Pacific Ocean Blue opens with the charming ballad-to-nature "River Song" where Wilson laments the city and seems to be finding essential peace along the water. The song comes with jaunty piano riff and feels the most like a Beach Boys track. But soon thereafter, the album starts to show its deeper soul, the inner motivation. The bluesy and downbeat "What's Wrong" and the haunting, nearly timeless "Moonshine" both pull you down to a place where you see that this isn't about getting kids to dance. Wilson has strongly separated himself from the clean-cut, fun-life-California image he earned over the preceding years. And then the album hits the listener over the head with the ghostly, slow-burning, building "Friday Night." The song is a testament to rock, love and frustration. The powerful keys maintain a clamor with only a soft guitar riff filling the back end. The best part, it doesn't GO anywhere specifically. It's a lament. It's a moment. The Friday night in question fizzles out, with nothing solved.

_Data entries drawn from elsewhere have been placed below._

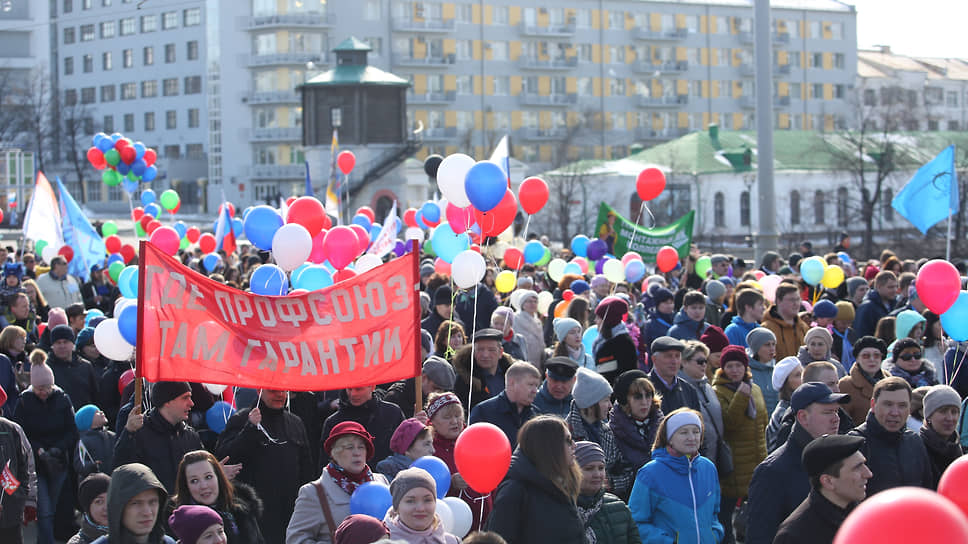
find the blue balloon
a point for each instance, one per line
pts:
(128, 324)
(269, 280)
(218, 416)
(372, 499)
(579, 245)
(438, 470)
(485, 185)
(261, 225)
(533, 251)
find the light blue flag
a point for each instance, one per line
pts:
(80, 235)
(932, 194)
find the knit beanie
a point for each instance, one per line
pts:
(408, 479)
(563, 326)
(757, 337)
(191, 520)
(714, 338)
(360, 529)
(590, 387)
(588, 452)
(90, 488)
(818, 332)
(938, 397)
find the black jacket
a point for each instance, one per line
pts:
(275, 468)
(896, 458)
(815, 521)
(159, 445)
(529, 509)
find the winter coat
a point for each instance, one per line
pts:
(529, 509)
(676, 500)
(380, 419)
(308, 524)
(769, 503)
(275, 469)
(745, 436)
(613, 523)
(737, 330)
(895, 458)
(789, 337)
(815, 521)
(861, 392)
(502, 412)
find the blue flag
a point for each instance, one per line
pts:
(932, 194)
(80, 235)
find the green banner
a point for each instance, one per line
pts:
(623, 236)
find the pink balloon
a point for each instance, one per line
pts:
(341, 246)
(166, 239)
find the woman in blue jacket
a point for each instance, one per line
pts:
(675, 498)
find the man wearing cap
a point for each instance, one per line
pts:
(896, 455)
(554, 398)
(511, 408)
(838, 478)
(161, 437)
(666, 363)
(816, 407)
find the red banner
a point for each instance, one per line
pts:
(359, 332)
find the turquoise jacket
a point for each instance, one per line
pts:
(676, 500)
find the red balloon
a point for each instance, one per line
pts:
(513, 258)
(667, 258)
(67, 252)
(346, 161)
(650, 183)
(483, 455)
(113, 243)
(498, 219)
(166, 239)
(533, 195)
(938, 284)
(898, 516)
(309, 212)
(207, 242)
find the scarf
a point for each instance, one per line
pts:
(346, 481)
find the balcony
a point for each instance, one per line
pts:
(660, 35)
(445, 61)
(273, 97)
(436, 97)
(441, 26)
(551, 31)
(291, 20)
(533, 99)
(279, 134)
(531, 63)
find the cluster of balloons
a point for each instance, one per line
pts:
(122, 160)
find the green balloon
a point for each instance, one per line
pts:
(112, 157)
(169, 200)
(115, 270)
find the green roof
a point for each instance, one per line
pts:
(696, 153)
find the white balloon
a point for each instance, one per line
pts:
(291, 246)
(450, 178)
(468, 268)
(367, 262)
(108, 340)
(463, 518)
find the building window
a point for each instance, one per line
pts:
(719, 210)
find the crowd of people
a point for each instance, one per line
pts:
(677, 409)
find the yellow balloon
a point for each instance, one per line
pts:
(505, 281)
(833, 276)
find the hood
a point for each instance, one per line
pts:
(126, 482)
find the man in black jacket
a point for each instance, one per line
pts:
(160, 438)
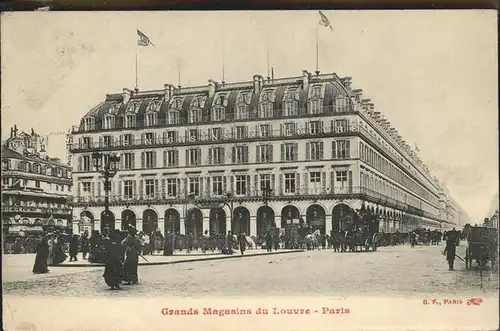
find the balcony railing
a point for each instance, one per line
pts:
(326, 131)
(229, 117)
(41, 210)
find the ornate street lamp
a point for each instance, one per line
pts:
(108, 170)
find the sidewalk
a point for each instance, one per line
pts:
(182, 257)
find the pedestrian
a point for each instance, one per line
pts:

"Dreamer" pulls things back up to more conventional writing by thrusting a bluesy, thick track loaded with horns and soul harmonies into the mix. And for all it's groaning, simmering anger... it finishes on a sentiment of letting all the shit, all the fucked up blues, go out into the wind. "Thoughts Of You" is a heart breaking piece of slow poetry that begins with Wilson's whispered vocals and leads into an explosion of sound, a wall with Wilson screaming out through echoes of regret. The brilliant contrast of his raspy, pained vocals to the big-production moments is staggering and inspiring. The next track, "Time" operates in a similar manner, running on Wilson's hopeful older-man persona, but it features some lines in the first verse, painfully sung, that makes the song into something special "I'm the kind of guy/ who likes to mess around/ know a lot of women/ but they don't fill my heart/ with love completely free." And this is the fall-out of free love. It's everywhere, so for this song at least, it has lost meaning.

"You And I" has more of a Beach Boys feel, more serene, more open and less pained. It's a song of acceptance and happiness in love. "Pacific Ocean Blues" feels like a bit of the Derek and the Dominoes, Beatles' Let It Be kind of vibe. It is ornate and loaded with bouncing keyboards and funky guitar and really, Wilson could be a dead ringer for Joe Cocker. "Farewell My Friend" is a straight up goodbye/love letter to a friend. The final two tracks on the original release (I won't discuss the Bonus tracks on the 30th Anniversary edition here, but suffice to say they are fine, though not as exceptional as the whole of the original album.) are "Rainbows" and "End Of The Show." The former is a love song that reaches around the edges of rock, blues and country in a fairly conventional way. The latter is a beautiful metaphor asking "where do we go from here?" A sentiment that really sums up the entire album.

Dennis Wilson was always an overshadowed member of the Beach Boys, but he proved in one disc that he was as talented as his brothers, if in a slightly different capacity. As a standalone piece of history, both musical and American, Pacific Ocean Blue is precious. The album has probably gone unheard by too many fans of the Beach Boys and all great music, and that's why in belongs in the Underappreciated Music File. But, more so, Dennis Wilson created this and only this as his swan song, prior to alcohol and drowning, and that makes some of the strained vocals and sad poetic lyrics even more poignant, even 33 years later.